У Туцци никогда нельзя было понять, над кем он подтрунивает — над собой или над слушателем, и Ульрих на всякий случай ответил:
— Я бы на вашем месте проверил это на опыте!
— Не шутите, мой милый, это неблагородно, если сам находишься в безопасности, — жалобно сказал Туцци. — А от меня моя жена требует серьезного отношения к таким фразам, даже если я с ними не согласен, и я вынужден капитулировать без всякой возможности защищаться. Вот я и вспомнил в беде, что вы ведь тоже из таких книжников…

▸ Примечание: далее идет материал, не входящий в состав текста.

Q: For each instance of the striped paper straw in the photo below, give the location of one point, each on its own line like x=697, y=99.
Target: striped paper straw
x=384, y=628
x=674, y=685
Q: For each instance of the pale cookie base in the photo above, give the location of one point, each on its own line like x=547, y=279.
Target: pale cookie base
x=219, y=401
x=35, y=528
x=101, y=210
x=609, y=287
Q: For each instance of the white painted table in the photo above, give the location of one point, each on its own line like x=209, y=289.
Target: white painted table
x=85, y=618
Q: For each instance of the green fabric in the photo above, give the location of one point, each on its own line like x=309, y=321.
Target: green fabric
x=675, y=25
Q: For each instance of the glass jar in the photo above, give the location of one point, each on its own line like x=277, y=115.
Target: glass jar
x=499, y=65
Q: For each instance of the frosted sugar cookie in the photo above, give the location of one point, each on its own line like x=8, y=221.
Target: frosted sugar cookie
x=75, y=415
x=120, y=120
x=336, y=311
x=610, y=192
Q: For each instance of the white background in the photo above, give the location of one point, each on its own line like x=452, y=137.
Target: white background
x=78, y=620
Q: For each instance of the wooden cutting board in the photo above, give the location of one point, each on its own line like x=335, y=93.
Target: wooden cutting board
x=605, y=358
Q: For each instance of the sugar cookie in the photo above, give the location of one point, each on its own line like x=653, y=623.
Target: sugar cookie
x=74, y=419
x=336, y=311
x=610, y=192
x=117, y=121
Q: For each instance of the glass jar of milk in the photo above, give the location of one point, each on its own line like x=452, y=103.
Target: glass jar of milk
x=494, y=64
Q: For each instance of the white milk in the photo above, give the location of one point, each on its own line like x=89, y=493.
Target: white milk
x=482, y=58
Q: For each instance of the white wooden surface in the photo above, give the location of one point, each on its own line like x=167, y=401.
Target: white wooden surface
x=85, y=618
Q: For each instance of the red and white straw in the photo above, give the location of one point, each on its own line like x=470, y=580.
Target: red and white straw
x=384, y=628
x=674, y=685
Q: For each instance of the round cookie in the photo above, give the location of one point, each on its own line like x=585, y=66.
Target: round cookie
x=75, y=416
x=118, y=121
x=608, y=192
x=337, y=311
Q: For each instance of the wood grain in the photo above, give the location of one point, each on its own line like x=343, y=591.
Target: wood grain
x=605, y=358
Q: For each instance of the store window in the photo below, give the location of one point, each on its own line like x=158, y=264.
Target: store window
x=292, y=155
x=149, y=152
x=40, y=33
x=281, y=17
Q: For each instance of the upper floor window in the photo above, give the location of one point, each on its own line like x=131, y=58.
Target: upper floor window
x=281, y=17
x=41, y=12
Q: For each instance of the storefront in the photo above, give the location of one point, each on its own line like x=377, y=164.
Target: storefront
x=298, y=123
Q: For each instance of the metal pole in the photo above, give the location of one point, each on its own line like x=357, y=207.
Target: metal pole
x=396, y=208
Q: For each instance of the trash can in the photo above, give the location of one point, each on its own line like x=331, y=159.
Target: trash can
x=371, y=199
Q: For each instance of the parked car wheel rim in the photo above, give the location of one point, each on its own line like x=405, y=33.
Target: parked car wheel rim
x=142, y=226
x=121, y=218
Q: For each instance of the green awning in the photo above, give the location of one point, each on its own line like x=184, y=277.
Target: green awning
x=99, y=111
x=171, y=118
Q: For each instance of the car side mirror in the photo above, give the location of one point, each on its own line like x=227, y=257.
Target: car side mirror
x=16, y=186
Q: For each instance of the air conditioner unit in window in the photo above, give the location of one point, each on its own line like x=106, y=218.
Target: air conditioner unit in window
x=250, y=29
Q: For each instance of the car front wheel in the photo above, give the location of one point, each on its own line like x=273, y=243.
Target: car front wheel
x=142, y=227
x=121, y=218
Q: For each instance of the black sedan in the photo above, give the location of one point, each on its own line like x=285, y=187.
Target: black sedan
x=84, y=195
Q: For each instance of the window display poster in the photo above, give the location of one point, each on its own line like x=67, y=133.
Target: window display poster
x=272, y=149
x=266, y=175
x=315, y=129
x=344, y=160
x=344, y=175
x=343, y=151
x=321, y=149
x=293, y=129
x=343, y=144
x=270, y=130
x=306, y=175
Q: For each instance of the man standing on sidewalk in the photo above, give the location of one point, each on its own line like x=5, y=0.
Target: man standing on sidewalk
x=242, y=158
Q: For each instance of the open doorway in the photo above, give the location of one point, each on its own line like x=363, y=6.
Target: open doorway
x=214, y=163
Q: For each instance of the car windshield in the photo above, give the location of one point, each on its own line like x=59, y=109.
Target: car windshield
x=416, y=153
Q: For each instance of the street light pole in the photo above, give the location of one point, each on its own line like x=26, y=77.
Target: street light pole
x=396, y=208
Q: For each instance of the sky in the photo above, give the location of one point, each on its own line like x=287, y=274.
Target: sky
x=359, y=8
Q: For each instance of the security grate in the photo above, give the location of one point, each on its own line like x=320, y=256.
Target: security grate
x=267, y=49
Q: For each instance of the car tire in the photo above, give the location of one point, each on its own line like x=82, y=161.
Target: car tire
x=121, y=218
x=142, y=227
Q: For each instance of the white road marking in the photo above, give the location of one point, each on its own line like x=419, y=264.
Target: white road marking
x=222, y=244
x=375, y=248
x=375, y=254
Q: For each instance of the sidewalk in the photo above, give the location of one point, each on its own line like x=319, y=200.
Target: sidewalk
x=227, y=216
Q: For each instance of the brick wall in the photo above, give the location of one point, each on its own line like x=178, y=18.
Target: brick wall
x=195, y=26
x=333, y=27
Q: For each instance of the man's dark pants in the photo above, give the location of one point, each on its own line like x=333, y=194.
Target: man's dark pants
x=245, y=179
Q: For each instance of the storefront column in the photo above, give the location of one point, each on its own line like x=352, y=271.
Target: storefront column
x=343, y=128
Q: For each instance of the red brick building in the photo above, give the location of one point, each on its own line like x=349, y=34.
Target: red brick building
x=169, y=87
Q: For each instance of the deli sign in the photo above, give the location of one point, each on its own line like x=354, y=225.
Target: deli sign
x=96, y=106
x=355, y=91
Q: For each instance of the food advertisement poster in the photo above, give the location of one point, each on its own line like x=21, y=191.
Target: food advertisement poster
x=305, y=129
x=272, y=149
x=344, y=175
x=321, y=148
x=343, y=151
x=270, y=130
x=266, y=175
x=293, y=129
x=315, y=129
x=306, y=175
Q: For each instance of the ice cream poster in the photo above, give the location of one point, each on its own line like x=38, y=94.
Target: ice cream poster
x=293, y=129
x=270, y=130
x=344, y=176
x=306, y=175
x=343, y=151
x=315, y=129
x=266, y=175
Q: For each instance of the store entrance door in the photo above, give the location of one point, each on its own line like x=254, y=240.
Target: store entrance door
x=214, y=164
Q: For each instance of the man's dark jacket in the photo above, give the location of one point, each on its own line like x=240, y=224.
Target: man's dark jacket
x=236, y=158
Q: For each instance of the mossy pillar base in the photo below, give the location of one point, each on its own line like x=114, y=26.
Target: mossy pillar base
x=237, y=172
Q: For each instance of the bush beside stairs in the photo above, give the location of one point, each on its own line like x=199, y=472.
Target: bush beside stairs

— Оба утверждения принадлежат Метерлинку, если я не ошибаюсь, — помог Ульрих.
— Вот оно что?! Ему, значит? Да, вполне возможно. Это тот, кто?.. Ну да, ну да. Так это, понимаете, может быть, тот самый, кто утверждает, что правды не существует? Кроме как для любящих! — говорит он. — Если я люблю человека, то я непосредственно участвую в таинственной правде, которая глубже обыкновенной. А если мы судим о ком-то на основании точного знания людей и наблюдения, то это, мол, никакой ценности не имеет. Это тоже утверждает ваш… как его?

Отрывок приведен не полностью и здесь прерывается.